Mouloudji crée " le déserteur " de Boris Vian au moment où les troupes françaises décimées et à bout de ressources sont écrasées à Dien Bien phu… Vous semblez évoquer là un symbole de l'inutilité de et la vanité de la guerre…
Une guerre plus tard, Degueldre fait une création différente en chantant, au poteau d'exécution, une Marseillaise qui sera interrompue par la salve… Chacun fait l'œuvre qu'il peut, selon le sens qu'il donne au mot Patrie…

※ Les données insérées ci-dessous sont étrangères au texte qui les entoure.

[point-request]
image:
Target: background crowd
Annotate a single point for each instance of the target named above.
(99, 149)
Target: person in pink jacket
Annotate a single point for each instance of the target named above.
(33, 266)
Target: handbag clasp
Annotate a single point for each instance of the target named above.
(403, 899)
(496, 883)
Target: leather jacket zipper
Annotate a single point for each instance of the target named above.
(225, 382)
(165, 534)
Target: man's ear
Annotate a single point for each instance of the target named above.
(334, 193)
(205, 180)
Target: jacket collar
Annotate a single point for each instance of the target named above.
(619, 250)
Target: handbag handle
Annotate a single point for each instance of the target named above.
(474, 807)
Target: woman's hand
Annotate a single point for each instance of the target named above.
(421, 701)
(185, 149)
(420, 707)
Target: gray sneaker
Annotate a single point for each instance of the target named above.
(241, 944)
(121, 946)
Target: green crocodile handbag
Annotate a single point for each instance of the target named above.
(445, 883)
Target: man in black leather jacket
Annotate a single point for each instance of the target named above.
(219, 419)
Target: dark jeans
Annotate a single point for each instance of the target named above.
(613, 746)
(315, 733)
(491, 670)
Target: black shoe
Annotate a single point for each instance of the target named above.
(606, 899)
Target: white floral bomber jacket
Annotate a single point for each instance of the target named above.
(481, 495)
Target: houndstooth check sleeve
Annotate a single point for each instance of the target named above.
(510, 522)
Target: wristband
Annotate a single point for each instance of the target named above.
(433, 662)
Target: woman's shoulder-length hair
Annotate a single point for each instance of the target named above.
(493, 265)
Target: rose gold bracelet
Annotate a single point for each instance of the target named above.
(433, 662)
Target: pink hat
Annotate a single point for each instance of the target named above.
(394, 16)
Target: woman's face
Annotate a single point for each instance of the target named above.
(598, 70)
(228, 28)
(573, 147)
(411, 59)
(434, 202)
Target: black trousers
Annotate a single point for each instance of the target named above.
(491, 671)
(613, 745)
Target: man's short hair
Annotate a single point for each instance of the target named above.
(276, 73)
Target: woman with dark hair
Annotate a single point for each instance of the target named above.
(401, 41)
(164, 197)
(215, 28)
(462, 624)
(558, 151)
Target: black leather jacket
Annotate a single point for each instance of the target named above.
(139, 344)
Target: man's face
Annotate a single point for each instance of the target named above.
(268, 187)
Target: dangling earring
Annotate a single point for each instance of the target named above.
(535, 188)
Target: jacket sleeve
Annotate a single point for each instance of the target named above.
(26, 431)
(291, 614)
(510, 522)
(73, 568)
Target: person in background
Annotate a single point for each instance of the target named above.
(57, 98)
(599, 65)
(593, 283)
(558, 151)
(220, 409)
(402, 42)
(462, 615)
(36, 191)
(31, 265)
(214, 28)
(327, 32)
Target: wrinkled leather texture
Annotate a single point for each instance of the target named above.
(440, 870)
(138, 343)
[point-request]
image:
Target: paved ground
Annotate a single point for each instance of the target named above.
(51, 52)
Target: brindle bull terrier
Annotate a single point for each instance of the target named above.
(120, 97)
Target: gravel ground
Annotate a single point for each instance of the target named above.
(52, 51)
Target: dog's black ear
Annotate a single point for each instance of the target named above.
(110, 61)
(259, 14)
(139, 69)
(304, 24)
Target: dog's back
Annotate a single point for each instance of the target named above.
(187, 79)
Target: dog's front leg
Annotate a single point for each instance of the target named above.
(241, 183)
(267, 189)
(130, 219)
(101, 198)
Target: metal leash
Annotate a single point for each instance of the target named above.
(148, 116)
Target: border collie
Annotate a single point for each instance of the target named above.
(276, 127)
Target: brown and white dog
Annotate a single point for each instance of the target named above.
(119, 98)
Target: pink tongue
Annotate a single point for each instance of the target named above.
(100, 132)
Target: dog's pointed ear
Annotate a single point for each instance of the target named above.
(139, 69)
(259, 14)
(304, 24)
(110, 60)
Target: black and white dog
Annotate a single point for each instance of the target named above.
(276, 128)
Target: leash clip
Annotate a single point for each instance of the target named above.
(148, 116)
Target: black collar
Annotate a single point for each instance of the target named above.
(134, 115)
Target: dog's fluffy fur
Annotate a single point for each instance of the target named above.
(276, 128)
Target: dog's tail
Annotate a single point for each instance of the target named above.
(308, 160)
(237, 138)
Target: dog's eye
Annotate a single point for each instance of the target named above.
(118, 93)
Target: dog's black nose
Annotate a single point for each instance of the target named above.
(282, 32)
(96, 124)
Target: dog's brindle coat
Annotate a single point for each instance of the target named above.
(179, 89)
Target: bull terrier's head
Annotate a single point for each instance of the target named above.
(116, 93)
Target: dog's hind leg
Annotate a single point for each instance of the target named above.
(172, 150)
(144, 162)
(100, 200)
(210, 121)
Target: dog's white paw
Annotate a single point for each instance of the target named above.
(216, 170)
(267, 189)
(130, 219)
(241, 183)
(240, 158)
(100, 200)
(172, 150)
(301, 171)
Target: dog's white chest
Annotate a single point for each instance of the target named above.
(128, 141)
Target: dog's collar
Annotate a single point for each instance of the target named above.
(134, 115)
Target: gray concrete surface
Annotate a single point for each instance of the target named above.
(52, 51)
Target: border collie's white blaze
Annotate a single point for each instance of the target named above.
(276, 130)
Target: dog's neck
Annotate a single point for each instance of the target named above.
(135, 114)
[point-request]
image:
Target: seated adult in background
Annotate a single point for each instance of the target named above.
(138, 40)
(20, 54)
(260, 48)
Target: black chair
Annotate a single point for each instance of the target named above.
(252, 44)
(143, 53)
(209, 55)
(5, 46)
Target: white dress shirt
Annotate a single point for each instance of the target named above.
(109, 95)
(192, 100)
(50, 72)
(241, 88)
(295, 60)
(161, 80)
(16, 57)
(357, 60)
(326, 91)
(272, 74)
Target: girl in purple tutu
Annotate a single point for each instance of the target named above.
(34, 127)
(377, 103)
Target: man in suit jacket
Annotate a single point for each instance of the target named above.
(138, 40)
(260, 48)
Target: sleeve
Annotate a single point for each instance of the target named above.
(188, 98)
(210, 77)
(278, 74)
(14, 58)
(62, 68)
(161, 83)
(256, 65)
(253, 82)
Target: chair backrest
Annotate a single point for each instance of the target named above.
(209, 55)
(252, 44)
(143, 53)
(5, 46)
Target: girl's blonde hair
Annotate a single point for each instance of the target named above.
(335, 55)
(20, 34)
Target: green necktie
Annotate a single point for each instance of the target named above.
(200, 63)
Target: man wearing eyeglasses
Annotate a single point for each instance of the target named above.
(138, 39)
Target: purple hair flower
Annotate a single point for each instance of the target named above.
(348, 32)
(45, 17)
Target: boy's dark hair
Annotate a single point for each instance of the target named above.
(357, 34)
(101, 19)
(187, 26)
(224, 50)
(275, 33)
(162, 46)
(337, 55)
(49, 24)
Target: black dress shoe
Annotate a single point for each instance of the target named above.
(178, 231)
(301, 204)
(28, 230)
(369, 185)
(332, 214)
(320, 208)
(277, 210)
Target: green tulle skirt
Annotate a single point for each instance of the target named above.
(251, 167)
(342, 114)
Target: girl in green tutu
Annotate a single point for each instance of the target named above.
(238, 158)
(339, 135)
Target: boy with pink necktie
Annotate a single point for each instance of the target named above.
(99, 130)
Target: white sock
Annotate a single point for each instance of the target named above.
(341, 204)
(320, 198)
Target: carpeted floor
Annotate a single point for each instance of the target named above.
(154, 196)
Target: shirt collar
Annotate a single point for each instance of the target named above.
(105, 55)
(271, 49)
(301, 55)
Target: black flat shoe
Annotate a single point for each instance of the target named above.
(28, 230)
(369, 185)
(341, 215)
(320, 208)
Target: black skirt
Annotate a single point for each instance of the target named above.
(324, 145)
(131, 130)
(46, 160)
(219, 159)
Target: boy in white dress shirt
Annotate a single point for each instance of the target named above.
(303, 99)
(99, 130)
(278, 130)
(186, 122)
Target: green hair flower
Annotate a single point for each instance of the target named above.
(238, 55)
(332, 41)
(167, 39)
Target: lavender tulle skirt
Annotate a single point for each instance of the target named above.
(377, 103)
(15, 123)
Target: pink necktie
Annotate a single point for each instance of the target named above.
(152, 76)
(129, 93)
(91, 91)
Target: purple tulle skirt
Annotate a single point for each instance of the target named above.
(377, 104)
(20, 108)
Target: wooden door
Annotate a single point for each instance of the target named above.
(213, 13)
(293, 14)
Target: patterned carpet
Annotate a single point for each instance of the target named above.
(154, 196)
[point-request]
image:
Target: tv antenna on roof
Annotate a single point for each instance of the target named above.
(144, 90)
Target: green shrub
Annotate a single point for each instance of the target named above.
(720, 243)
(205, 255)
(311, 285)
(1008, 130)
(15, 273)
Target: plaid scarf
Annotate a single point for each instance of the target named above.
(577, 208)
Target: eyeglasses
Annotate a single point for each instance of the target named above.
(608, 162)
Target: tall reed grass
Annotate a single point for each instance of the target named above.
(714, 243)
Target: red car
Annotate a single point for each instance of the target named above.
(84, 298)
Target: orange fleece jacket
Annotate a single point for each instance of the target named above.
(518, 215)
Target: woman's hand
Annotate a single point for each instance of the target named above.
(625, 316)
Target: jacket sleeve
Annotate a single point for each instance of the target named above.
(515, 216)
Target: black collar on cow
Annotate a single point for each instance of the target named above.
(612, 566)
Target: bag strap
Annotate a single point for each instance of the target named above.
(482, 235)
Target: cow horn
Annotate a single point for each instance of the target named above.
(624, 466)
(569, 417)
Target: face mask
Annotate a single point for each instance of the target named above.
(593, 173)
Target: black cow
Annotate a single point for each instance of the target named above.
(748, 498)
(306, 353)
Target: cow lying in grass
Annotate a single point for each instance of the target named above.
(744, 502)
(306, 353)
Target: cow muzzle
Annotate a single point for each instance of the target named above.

Affirmer que la guerre d'Algérie n'est pas finie, c'est pousser jusqu'à son terme la vieille pensée de Clausewitz affirmant que la guerre est la continuation violente de l'action politique, laquelle n'a pas de fin. Lénine a, d'ailleurs, fort habilement, détourné cet aphorisme au profit du marxisme en déclarant que " la politique est la continuation de la guerre… ".
Le monde rouge - et Dieu sait combien il a envahi le domaine de l'Education Nationale française ! - ne connaît pas la paix. Il ne connaît que l'entreprise d'évangélisation marxiste de l'humanité et reste toujours à l'affût des prétextes qui lui permettront de reprendre l'offensive. La loi du 23 février 2005 en faveur des rapatriés en est un.
Refuser de voir les bienfaits de la colonisation, se prétendre les champions de la démocratie et des Droits de l'Homme, et cependant, récuser le fait d'avoir aidé à la naissance de nations qui sont une régression certaine en regard de ce que fut cette domination française que nombre font profession d'abhorrer, relève de l'aberration mentale.
Drôle d'analyste que celui qui trouve naturel qu'il ait fallu sept longues années à un peuple entier, unanimement soulevé contre un envahisseur, pour vaincre et chasser celui-ci, alors que ce peuple était dix fois supérieur en nombre à l'occupant…
Drôle de doctrinaire qui assimile le fait de dire la vérité à des compromissions politiques et idéologiques et tente d'annihiler les témoignages des acteurs et témoins de cette tragédie, dont l'authenticité trouble et dérange, ceci en leur collant une étiquette politique vilipendée.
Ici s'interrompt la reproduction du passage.